Incident Report for Gradwell Communications Ltd

Postmortem

Description of outage and impact:

On Friday, We had reports from customers experiencing intermittent issues with inbound SIP calls beginning around 14:15. We isolated this to one of our specific carriers and we escalated upstream.

While numbers with failover routing remained functional, the sporadic nature of the issue initially obscured its severity. Our upstream supplier issued a service notice followed by an initial restoration of service and an all-clear notice at 16:34. However, the issue recurred intermittently.

Later, at approximately 17:50, additional issues were reported, including number translation targets being out of sync and some outbound calls failing. These affected a smaller group of clients but were accompanied by a return of the inbound SIP call failures. Full resolution was achieved by 19:48, with continued monitoring leading to a final all-clear issued at 21:00

Cause & Resolution:

The primary cause of the outage was a memory leak in the monitoring and error reporting systems. This leak depleted memory available to core network routing systems, resulting in their malfunction. The issue was exacerbated by the fact that the fault lay within the monitoring infrastructure itself, hindering early detection and resolution. Additionally, because the problem was intermittent, it did not affect all four independent systems equally, complicating diagnosis.

A separate, minor fault also occurred during this period, affecting the propagation of changes made via the numbering API. This was traced to a new network component in the final stages of testing and was not resolved promptly due to focus on the more critical routing issue.

Prevention of recurrence:

To prevent a recurrence, immediate corrective actions were taken to address the memory leak and ensure monitoring systems no longer pose a risk to routing operations. Furthermore, alternative methods are being developed to detect similar issues in other parts of the network more effectively. The separate issue with the numbering API has been isolated, and further testing will be conducted to ensure stability before deployment.

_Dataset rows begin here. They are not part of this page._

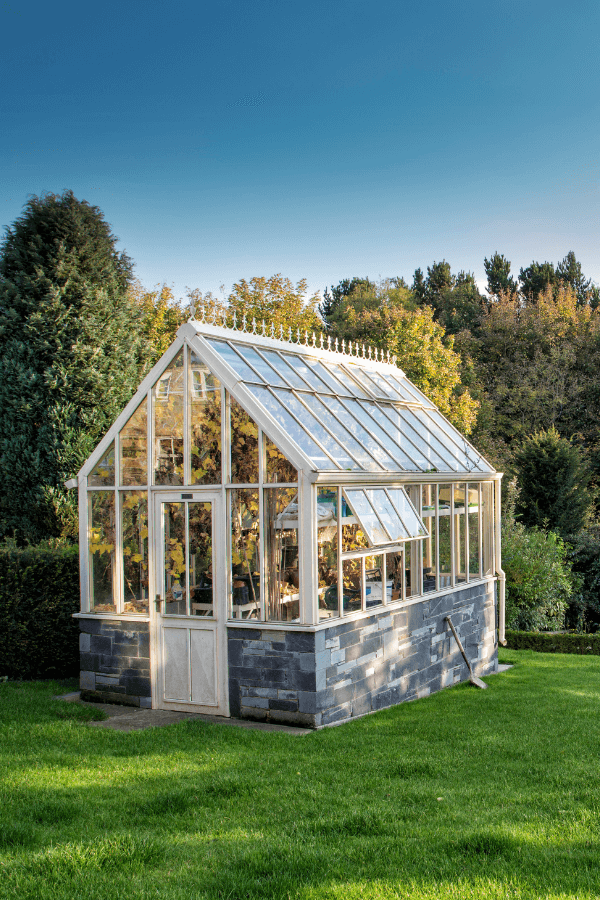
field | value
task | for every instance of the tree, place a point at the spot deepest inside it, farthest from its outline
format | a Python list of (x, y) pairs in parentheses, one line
[(555, 482), (497, 269), (385, 315), (71, 356), (535, 279)]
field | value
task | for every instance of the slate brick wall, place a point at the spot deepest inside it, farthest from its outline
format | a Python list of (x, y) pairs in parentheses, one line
[(355, 667), (115, 661)]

Our upstream supplier passes on their apologies.

Gradwell sincerely apologises for the inconvenience caused. If you are still experiencing inbound call failures, please contact our support team on support@gradwell.com.

Posted May 06, 2025 - 09:21 BST

Resolved

Hello,

The issue affecting inbound calls now appears to be resolved. Our upstream carrier are continuing to investigate and will share a full Reason for Outage (RFO) as soon as it is available.

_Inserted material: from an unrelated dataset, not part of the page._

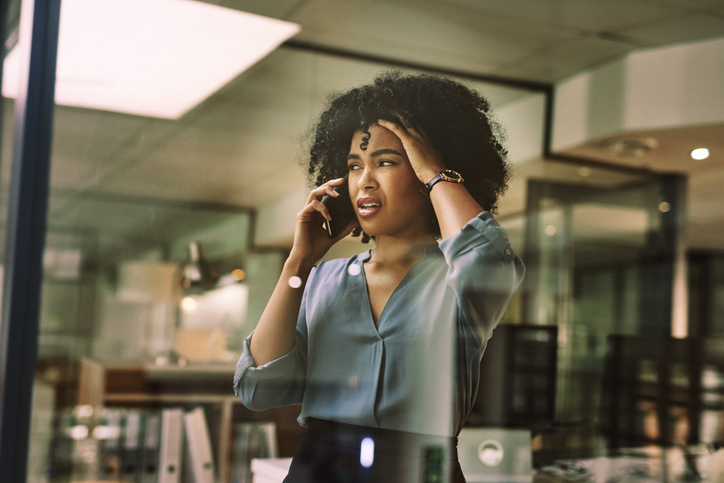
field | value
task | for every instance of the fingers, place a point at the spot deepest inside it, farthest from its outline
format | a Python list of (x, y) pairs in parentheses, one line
[(348, 229), (325, 189), (312, 206)]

We sincerely apologise for the disruption this may have caused you and your customers this afternoon, and we appreciate your patience and understanding.

Kind Regards,
Lisa
Posted May 02, 2025 - 16:43 BST

Update

Hello,

I’m afraid the intermittent issue with our inbound services is ongoing. The upstream carrier is still investigating.

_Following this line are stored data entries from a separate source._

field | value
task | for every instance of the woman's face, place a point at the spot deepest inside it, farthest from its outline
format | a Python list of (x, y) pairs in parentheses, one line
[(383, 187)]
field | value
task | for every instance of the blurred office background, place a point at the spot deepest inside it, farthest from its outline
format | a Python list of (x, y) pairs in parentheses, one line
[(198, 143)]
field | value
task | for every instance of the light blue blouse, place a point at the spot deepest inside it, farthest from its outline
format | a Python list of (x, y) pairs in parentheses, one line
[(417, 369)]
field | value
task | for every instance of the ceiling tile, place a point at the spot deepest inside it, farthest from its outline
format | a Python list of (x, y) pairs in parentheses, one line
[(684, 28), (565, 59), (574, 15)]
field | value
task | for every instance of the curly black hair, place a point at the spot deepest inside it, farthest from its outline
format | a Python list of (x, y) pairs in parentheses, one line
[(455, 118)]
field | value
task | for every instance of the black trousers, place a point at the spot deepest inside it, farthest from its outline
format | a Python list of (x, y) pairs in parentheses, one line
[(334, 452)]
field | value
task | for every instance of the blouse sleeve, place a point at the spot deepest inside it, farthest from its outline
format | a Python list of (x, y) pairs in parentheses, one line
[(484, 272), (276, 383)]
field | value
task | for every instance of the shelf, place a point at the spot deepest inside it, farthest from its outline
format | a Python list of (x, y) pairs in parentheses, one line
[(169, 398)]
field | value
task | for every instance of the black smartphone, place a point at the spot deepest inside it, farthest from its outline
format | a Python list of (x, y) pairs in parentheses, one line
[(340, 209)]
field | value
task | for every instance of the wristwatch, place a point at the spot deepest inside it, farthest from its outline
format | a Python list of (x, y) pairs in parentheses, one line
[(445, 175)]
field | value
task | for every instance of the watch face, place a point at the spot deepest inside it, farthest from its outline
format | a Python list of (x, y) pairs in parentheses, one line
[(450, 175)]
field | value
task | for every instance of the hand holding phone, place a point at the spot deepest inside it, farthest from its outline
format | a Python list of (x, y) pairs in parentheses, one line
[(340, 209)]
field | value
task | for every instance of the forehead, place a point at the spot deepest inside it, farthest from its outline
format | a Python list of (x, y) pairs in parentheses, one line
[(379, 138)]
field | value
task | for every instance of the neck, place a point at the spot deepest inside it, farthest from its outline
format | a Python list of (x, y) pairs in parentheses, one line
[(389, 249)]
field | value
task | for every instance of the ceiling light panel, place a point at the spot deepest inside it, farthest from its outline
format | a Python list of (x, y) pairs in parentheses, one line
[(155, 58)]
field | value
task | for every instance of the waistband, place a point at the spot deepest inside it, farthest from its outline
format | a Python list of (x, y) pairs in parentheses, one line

Please accept our sincerest apologies. We will provide a further update by 5pm.
Posted May 02, 2025 - 16:11 BST

Investigating

Hello,

We are currently aware of an ongoing issue affecting inbound calls via one of our upstream carriers. They have reported a disruption impacting inbound traffic to their network.

They are actively investigating the issue, and we are in contact with them for further updates. At this time, the incident has not yet been resolved.

Please accept our sincerest apologies. We will provide a further update by 4pm.

Kind Regards,
Gradwell Communications
Posted May 02, 2025 - 15:31 BST
This incident affected: Voice & Calls Services (Inbound SIP trunking, Inbound IAX Trunking).